With the PCL only starting last season, it is expected with support from the secondary schools system and the reorganisation of clubs in the region, the talent pool will not only grow in numbers but should expose the available talent.

Government has a role, but what…

Much has been suggested that the WICB has not listened to recommendations from reports etc, however, the real role of governments and other policy leaders should include

  • Ensuring that Physical Education remains a core subject at the secondary school level
    • Mandate that cricket be taught in schools so there is a path to growth
    • High school cricket>>>club cricket>>>regional cricket>>>>on the path to representing the WI
  • Provide incentives to clubs that perform at the top on and off the field
  • Encourage clubs to have foundations which serve to aid in continuity programmes
  • Facilitate the clubs to use cricket as a tool for social development and inclusion
  • Look at the academy model to re-engage youth at risk

The fact is, any country/region that has a top sporting team doing well will attract support from brands who desire the exposure and the Caribbean, being a hot bed of talent must refocus its attention on cricket, football and basketball as disciplines which worldwide attract the widest level of support including television rights which is among the top income earner. The political involvement from Government should be re-directed to development of programmes that encourages cricket to be taught in the classroom and nurtured at the secondary level.

The head of the players association has said the PCL is in its teething stages. Like in other jurisdictions where professionalization of sport is becoming more popular, participating for the first time in a professional set-up of that nature must help towards a successful programme in the medium to long term for the regional team. It has brought some success, but we know that for us to get what we really want out of this professional set-up we have to fix loopholes and keep improving the competition and the structure so we can produce outstanding cricketers and who play an outstanding brand of cricket for all to see and enjoy,” were some of the comments Wavell Hinds made.

Like in the other sporting disciplines, if the sport/subject is taught in organised formats, enhanced by age group competition at home and abroad, in three to five years, the national team will have much better options and with more effective and strategic coaching, can help push the WI team closer to the top.

While the legacy of the past is remarkable and should serve as inspiration to perform at the highest level, the current set up must represent its own generation with a bit of “history repeating itself” – WI must and should rise.

The decentralizing of the current system in the management of the WICB and its operations has placed the regional development squarely in the hands of the territorial boards. That same process empowers the territorial boards to act with goals in mind.
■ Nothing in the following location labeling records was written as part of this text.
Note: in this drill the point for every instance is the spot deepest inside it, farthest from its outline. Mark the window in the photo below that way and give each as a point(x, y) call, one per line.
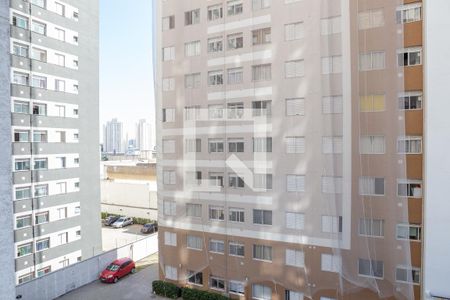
point(215, 44)
point(372, 103)
point(21, 136)
point(170, 238)
point(192, 48)
point(332, 105)
point(39, 54)
point(262, 108)
point(371, 227)
point(168, 146)
point(235, 75)
point(295, 258)
point(261, 36)
point(168, 115)
point(39, 82)
point(371, 19)
point(20, 50)
point(20, 78)
point(409, 57)
point(20, 21)
point(23, 221)
point(41, 218)
point(40, 164)
point(407, 275)
point(331, 263)
point(21, 107)
point(216, 213)
point(262, 252)
point(168, 23)
point(295, 144)
point(295, 183)
point(262, 72)
point(22, 165)
point(295, 107)
point(372, 61)
point(409, 188)
point(215, 77)
point(171, 272)
point(215, 12)
point(194, 210)
point(261, 292)
point(217, 283)
point(263, 144)
point(294, 68)
point(410, 100)
point(262, 217)
point(294, 31)
point(331, 224)
point(372, 144)
point(192, 17)
point(168, 84)
point(371, 186)
point(60, 9)
point(217, 246)
point(330, 25)
point(331, 185)
point(332, 64)
point(234, 7)
point(236, 249)
point(168, 53)
point(370, 268)
point(194, 242)
point(23, 193)
point(169, 177)
point(409, 145)
point(38, 27)
point(409, 232)
point(295, 220)
point(332, 144)
point(236, 287)
point(192, 81)
point(236, 215)
point(24, 249)
point(169, 208)
point(409, 13)
point(43, 244)
point(260, 4)
point(262, 181)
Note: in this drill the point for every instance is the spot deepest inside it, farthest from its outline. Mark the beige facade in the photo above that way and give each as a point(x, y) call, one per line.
point(287, 168)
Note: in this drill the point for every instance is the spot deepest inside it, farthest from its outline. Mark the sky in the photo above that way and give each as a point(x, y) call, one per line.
point(126, 75)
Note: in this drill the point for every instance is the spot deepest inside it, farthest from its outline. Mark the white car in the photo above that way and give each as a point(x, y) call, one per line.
point(122, 222)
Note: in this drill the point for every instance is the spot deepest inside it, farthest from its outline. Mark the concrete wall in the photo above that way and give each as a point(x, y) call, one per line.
point(68, 279)
point(7, 277)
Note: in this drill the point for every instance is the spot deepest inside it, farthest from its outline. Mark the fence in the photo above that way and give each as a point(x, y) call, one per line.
point(62, 281)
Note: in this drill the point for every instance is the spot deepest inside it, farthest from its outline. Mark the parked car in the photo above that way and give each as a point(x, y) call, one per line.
point(122, 222)
point(150, 228)
point(110, 220)
point(118, 269)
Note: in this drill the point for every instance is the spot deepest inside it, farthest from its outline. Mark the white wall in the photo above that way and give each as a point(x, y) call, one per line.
point(437, 143)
The WICB has taken a consultative approach to the progressive move and with several rounds of interaction with the balanced-scorecard-approach; the path to growth is well on its way. The region has to buy in to that process. Even the town hall meetings form part of the consultation and a number of new measures have been put in place.

Governments therefore should create the enabling environment and allow the entrepreneurs and the business (private) sector to lead. The path to winning has to be declared…the time is now.